If one were photographing a landscape from relatively close up to infinity, an aperture setting of f/16 – f/22 would be chosen to render the image sharp front-to-back. The problem here is that with smaller apertures, diffraction causes a degradation in resolution at the far end of our picture. Picture a garden hose closed to its smallest opening; the water becomes a misty spray. Light acts similarly when forced through smaller and smaller holes (apertures).

One solution is to use an aperture such as f/8 (usually the sweet spot of a lens) where the light comes in almost at right angles to our sensor but now we may find we’ve shortened our depth of field. Focus Stacking to the rescue.

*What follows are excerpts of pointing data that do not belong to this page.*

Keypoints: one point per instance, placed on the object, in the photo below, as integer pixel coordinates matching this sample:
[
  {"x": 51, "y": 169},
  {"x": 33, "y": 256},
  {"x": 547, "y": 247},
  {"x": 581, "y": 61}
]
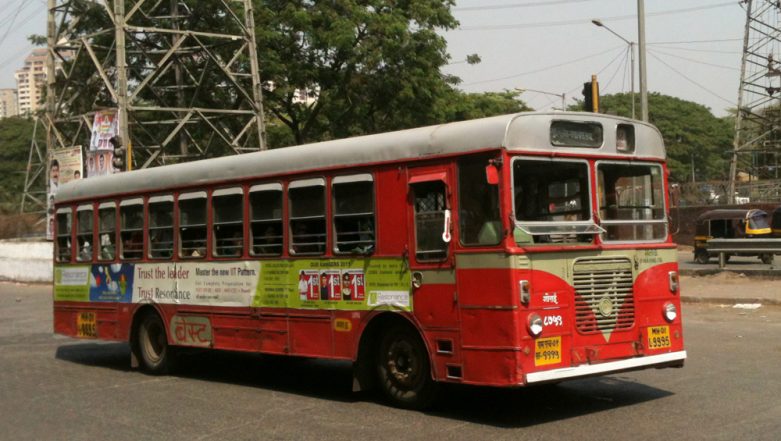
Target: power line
[
  {"x": 691, "y": 80},
  {"x": 517, "y": 5},
  {"x": 543, "y": 69},
  {"x": 588, "y": 20},
  {"x": 720, "y": 66}
]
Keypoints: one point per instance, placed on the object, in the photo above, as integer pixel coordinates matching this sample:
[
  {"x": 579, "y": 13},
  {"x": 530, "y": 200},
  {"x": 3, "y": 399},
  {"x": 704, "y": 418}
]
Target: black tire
[
  {"x": 404, "y": 370},
  {"x": 154, "y": 353}
]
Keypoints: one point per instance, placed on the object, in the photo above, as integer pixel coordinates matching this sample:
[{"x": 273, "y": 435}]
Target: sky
[{"x": 693, "y": 47}]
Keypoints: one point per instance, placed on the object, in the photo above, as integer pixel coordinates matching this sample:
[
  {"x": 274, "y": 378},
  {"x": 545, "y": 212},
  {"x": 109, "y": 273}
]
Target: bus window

This process is similar to shooting HDR but, instead of changing the exposure, we’re going to vary focus. Try this: Manually, on a tripod and in Live View, focus on the closest part of your image, shoot, focus a little further out, shoot and continue changing your focal point and shooting until you reach “infinity”. For landscapes, I’ve found that three to four focal points at f/8 generally does the trick. Several recent camera models have focus stacking “built-in”; i.e. Nikon’s Focus Shift setting in the D850.  Set the start position, enter the number of shots and interval and let ‘er rip. The camera takes the series of images varying focus as it moves through the image front to back (infinity). Neat huh?

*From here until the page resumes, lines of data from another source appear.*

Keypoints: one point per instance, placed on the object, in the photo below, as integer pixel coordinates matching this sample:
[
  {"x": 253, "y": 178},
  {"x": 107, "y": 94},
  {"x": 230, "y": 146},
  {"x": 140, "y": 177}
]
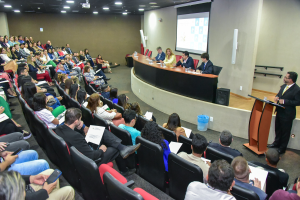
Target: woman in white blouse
[{"x": 96, "y": 106}]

But, whether done manually or automatically, we need to stack and blend the images in post processing. Our cameras don’t perform that function internally (yet!). Open the images in Lightroom, choose “Photo/Edit in/Open as Layers in Photoshop”, then in Photoshop,  Select/All Layers, then “Edit/Auto-Blend Layers” (check the box “Stack Images and Seamless Tones and Colors”), click OK, flatten the image and save.

For many years, photographers have used Helicon Focus mostly for macro work. And, since the software basically blends layers, there’s no reason it can’t be used for landscape work as well. The advantage of Helicon Focus is you can save the image in a raw DNG format. Simply specify Raw in – DNG out.